Treat the published affected-package list as incomplete. On your end:

• Check any AUR package installed or updated on or after June 11 against the community package lists and detection scripts, which compare your foreign packages against the known-bad set. Grep recent build history and caches for npm install atomic-lockfile, bun install js-digest, and the payload path src/hooks/deps.
• If a flagged package ran, treat the host as credential-compromised. Rotate everything the stealer touches: browser sessions, SSH keys, GitHub and npm tokens, Slack, Teams and Discord sessions, Vault tokens, Docker and Podman credentials, and any cloud keys.
• Hunt for persistence. Check for unknown systemd services (both system units and ~/.config/systemd/user/) and unexpected files under /var/lib/. Inspect /sys/fs/bpf/ for the maps hidden_pids, hidden_names, and hidden_inodes.
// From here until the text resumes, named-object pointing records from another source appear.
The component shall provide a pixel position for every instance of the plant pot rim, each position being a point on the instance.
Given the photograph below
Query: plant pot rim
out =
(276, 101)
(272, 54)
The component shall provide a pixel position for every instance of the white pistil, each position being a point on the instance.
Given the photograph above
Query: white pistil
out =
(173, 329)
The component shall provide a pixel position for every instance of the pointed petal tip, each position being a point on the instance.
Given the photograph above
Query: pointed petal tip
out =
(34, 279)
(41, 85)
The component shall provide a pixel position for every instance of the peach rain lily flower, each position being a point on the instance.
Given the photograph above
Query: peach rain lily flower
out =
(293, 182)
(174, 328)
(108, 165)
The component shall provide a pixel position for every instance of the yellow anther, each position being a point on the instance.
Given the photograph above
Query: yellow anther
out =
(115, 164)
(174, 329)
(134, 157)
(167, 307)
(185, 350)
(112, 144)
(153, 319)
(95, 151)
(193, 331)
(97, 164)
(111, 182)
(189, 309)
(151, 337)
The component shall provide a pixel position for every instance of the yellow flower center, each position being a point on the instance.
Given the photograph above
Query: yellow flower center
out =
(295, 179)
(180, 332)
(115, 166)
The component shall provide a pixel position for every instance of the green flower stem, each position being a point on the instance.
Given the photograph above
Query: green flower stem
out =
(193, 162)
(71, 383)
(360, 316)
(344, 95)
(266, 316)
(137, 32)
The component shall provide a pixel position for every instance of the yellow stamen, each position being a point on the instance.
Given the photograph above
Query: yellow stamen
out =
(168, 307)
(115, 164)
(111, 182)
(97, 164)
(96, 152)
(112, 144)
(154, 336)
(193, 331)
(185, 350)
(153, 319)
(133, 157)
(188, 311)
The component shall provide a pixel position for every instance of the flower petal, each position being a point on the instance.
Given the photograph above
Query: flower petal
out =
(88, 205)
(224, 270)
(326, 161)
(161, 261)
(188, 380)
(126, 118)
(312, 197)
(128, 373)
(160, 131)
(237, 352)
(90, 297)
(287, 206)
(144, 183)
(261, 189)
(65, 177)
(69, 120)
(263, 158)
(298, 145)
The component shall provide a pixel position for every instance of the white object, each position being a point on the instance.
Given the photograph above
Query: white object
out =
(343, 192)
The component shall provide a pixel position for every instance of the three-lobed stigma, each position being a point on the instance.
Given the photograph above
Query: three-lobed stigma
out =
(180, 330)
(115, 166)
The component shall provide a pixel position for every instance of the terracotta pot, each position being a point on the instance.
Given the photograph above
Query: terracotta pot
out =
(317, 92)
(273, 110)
Review outbound connections to Tor and to upload services.
• If the package ran as root, assume the rootkit is present and reinstall from trusted media. There is no way to trust the system otherwise.
• Going forward, read the PKGBUILD and any .install hooks before you build, especially for packages recently adopted or suddenly active after long dormancy. If you do not understand the build instructions, do not install the package.

For detection, the main payload’s SHA-256 is 6144d433f8a0316869877b5f834c801251bbb936e5f1577c5680878c7443c98b; the full indicator set, including the onion C2 host, is in the ioctl.fail analysis.

The same adoption tactic hit an abandoned PDF-viewer package back in 2018; the 2026 version just scaled it up, part of a broader run of supply-chain attacks that hijack orphaned projects to inherit trust rather than typosquatting to trick users. The affected list is still incomplete, and no CVE has been assigned; Sonatype tracks the campaign as Sonatype-2026-003775 (CVSS 8.7).

The attack worked because the AUR still trusts a package’s name and history over who is maintaining it now. A recently adopted package, or one that suddenly sprouts new install hooks, now deserves the same suspicion as a package from a stranger.